1 comments

  • partialsolve an hour ago

    Hi HN — I just published 0.1.0 of `connections`, a Rust port of an older Haskell library I wrote.

    It's intended to address a common issue with casting: each cast's individual behavior is specified, but the syntax doesn’t describe what a cast and its reverse do together. Once several conversions are chained, their rounding, saturation, and range choices become difficult to reason about compositionally.

    The core type packages a pair of monotone functions intended to satisfy a Galois law. A left connection, for example, has `ceil: A -> B` and `upper: B -> A`, with:

        ceil(a) <= b  iff  a <= upper(b)
    
    There is a right-handed `lower`/`floor` form as well. When one embedding has both adjoints, the crate exposes `round`, `truncate`, interval, and related operations.

    A small example of the boundary behavior:

        use connections::conn::ConnR;
        use connections::core::u032::U032I032;
    
        assert_eq!(u32::MAX as i32, -1);
        assert_eq!(U032I032.floor(u32::MAX), i32::MAX);
        assert_eq!(U032I032.lower(-1), 0_u32);
    
    Here `as` preserves the low bits and wraps to -1, while this connection saturates. The claim isn’t that saturation is universally better; it is that the choice is explicit and paired with its reverse under:

        lower(b) <= a  iff  b <= floor(a)
    
    The main payoff is composition. Provided the components satisfy their laws, Galois connections compose, so the compile-time composition macros preserve the relationship without inventing a new rounding policy at each hop.

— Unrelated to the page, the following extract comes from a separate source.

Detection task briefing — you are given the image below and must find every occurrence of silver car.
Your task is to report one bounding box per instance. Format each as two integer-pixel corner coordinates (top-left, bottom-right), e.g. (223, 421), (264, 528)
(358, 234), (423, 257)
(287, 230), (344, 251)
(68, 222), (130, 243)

    0.1.0 includes families for Rust integers, IEEE floats, NonZero values, chars, sortable byte encodings, and IP/socket addresses, with optional Q-format, civil-time, hifitime, and hybrid-clock families. The default core has no third-party runtime dependencies; `Conn` is Copy, const-constructible, heap-free, and the crate forbids unsafe code.

    Every included connection has a proptest law suite. Generated integer, Q-format, NonZero, and isomorphism families also have Kani harnesses over their full bit-width domains. The float claims are deliberately narrower and documented separately; floats use an N5 wrapper so NaN participates in an explicit reflexive preorder rather than being quietly excluded.

    This isn’t intended to replace `TryFrom`: validation, runtime-parameterized conversions, and caller-selected policies generally belong in ordinary named functions.

    Install:

        cargo add connections
    
    Docs: https://cmk.github.io/connections/ Examples: https://github.com/cmk/connections/blob/main/EXAMPLES.md Crate: https://crates.io/crates/connections

    I'd appreciate any feedback you can give me. Cheers!